Edutainment is a deeply desired commodity for society. The Internet is riddled with “Best
Edutainment” lists, every bit as much as the “Best Video Games” lists that
dominate YouTube. Consider this one by
Emily Gera on GamesRadar. Extra Credits has also touched on the demand here. There’s also teasing news that one of the
oldest classics in the genre, Carmen
Sandiego, may be coming to the big screen.
Everywhere you look there is evidence that edutainment is still on the rise. The Globe has merely fallen into a trap,
assuming that the ambitions of Ubisoft and Assassin’s Creed III were the
same. But consider the nature of
edutainment.
The original Carmen Sandiego was released in 1985, and
is only just now going Hollywood in 2012, taking 27 years to win mass-media
acceptance (if mass-media acceptance can be judged based on getting a Hollywood
picture out of it). The Mario Bros
launched in arcades in 1985 and have been to the Silver Screen
in 1993, after only eight years. Other titans of gamer culture that have made
to the movies include Street Fighter (vg II 1991, movie 1994),
Mortal Kombat (vg
1991, movie
1995), and Double Dragon (vg
1987, movie
1994). I never said any of these were
good, but the pattern is pretty clear; video game licenses get made into movies
much earlier than edutainment (so far).
This is genuinely too bad; Oregon
Trail (1971) has the makings of a better movie than Resident Evil (vg 1996, movie 2002)
ever did. But it does speak to popular
culture`s preferences; that when Hollywood goes looking for new characters to
make into movies, they look to popular junk food entertainment media, and sell
it. That last bit is important too, for
when consumers are bored and looking for something to do, we look to that
popular junk food entertainment where better edutainment may be on offer. It`s just how the culture operates.

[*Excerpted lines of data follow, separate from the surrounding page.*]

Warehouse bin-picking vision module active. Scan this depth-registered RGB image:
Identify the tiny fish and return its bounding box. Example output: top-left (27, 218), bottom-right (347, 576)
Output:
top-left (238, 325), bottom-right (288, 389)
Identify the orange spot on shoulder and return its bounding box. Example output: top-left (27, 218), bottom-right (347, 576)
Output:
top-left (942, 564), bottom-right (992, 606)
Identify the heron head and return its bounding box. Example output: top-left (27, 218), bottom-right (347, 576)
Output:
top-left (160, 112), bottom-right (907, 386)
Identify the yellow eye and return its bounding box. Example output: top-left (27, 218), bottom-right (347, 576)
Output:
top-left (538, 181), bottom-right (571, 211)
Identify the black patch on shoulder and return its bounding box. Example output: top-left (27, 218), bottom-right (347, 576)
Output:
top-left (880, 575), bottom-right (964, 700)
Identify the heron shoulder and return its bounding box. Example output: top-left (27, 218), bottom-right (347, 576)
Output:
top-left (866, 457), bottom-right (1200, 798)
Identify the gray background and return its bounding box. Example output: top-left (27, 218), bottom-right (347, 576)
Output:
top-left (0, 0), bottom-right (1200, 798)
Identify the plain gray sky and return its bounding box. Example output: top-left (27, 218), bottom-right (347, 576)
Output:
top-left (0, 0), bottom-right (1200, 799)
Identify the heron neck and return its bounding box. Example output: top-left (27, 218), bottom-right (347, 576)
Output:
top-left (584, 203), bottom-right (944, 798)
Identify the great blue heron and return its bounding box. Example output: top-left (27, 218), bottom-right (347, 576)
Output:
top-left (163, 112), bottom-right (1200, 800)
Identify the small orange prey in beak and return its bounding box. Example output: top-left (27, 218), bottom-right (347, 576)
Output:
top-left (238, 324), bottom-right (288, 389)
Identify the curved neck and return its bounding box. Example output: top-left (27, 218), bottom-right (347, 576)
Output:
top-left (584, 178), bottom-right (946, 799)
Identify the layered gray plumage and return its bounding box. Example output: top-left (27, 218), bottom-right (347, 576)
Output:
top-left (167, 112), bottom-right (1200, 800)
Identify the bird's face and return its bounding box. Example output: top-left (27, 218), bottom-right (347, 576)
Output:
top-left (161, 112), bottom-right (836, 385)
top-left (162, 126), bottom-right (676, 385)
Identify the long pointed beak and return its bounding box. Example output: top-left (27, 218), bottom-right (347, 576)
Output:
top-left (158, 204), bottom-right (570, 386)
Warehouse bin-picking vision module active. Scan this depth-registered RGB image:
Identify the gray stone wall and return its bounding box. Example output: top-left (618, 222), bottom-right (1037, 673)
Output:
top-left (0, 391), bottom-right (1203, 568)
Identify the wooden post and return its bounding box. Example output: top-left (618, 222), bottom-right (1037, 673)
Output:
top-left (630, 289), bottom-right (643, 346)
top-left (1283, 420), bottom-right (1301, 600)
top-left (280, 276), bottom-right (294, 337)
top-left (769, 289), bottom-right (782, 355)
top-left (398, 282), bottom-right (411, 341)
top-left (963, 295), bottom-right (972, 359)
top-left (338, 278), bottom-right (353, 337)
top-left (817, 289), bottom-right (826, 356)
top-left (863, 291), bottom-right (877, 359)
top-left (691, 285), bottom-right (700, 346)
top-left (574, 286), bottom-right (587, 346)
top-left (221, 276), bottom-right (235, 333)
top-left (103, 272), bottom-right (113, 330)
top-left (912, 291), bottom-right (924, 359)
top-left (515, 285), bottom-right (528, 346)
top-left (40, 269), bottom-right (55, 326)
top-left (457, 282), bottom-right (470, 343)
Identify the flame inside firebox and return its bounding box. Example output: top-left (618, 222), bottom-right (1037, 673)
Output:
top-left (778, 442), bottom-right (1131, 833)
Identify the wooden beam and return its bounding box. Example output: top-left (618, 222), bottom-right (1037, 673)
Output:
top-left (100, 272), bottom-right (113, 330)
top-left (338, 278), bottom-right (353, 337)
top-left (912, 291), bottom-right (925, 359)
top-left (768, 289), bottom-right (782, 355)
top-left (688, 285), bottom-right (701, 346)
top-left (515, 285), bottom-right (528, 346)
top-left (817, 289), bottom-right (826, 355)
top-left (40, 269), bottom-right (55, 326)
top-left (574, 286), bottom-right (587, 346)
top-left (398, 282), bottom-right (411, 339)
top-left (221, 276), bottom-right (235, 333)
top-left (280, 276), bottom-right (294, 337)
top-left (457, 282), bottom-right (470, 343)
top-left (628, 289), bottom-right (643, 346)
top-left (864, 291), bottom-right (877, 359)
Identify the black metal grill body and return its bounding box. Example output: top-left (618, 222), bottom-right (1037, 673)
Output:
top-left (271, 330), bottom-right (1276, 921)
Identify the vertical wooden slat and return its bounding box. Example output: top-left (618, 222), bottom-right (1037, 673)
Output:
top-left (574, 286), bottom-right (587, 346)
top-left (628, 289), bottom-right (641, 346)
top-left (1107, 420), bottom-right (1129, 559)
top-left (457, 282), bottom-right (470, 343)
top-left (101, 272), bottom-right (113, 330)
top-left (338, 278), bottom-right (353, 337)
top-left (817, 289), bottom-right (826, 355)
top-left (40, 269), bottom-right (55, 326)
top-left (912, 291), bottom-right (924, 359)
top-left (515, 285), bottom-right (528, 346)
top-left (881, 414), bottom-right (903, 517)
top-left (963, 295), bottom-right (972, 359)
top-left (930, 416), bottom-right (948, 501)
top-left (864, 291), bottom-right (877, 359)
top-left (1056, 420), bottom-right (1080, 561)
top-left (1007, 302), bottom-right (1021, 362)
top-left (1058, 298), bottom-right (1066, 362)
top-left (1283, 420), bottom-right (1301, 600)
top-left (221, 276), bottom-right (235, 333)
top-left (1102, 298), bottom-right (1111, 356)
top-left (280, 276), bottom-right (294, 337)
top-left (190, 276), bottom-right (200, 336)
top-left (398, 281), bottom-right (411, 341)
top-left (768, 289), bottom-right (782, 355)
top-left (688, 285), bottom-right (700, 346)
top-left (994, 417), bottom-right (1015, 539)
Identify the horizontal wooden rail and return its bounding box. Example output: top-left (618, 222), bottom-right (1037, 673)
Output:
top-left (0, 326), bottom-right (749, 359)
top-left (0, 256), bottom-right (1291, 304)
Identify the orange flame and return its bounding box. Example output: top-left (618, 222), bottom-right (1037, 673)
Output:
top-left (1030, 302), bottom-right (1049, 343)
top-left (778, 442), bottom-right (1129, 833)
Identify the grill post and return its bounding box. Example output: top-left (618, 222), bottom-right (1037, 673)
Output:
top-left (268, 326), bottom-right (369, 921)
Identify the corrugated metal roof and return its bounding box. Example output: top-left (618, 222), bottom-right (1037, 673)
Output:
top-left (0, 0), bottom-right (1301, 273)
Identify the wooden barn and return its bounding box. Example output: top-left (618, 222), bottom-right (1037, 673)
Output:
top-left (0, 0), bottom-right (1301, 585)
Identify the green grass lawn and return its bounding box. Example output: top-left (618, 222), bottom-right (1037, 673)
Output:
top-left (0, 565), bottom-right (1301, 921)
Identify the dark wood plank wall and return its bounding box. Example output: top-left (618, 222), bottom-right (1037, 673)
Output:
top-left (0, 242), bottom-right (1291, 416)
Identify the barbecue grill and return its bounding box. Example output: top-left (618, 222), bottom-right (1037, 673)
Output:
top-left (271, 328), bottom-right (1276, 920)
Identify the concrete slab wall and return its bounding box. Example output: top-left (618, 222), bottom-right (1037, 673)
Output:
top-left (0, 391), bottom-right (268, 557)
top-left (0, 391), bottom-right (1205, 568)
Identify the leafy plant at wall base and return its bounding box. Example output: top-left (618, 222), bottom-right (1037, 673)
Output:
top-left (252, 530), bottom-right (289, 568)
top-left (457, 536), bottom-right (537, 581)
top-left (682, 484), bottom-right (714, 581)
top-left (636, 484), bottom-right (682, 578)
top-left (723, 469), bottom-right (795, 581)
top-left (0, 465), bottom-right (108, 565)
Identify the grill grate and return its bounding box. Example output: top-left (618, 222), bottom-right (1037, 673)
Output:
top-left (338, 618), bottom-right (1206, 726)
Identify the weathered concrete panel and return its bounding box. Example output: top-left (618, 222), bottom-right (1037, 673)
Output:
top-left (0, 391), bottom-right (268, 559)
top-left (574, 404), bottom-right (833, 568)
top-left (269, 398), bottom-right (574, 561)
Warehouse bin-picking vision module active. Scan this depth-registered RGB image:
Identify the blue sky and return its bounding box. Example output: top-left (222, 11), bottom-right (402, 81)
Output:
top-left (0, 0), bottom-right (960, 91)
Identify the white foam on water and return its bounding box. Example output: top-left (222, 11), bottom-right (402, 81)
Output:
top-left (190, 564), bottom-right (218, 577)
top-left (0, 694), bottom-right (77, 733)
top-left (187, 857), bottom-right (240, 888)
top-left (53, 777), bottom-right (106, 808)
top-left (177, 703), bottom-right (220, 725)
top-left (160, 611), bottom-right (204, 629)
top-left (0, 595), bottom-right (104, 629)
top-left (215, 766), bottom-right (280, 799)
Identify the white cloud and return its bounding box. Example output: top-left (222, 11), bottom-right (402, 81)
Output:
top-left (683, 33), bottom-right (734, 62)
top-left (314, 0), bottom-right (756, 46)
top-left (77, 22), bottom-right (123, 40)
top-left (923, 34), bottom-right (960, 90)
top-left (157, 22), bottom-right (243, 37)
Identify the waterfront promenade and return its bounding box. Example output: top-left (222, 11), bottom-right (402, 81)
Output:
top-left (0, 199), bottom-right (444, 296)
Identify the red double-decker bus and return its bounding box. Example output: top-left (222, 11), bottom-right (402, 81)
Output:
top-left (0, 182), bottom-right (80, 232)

If the Globe is looking for a bright spot in its game
reviewing column, then it should look aside to these great edutainment
titles. But they won`t; it`s much easier
to spin an editorial out of misplacing and misinterpreting things than getting
them right. I`ve as much as said
Assassin`s Creed III will be junk food entertainment; I`m going to stand by
that characterisation. I also will not
be making the mistake of looking to ACIII for historical accuracy, though I
expect we haven`t heard the last of this.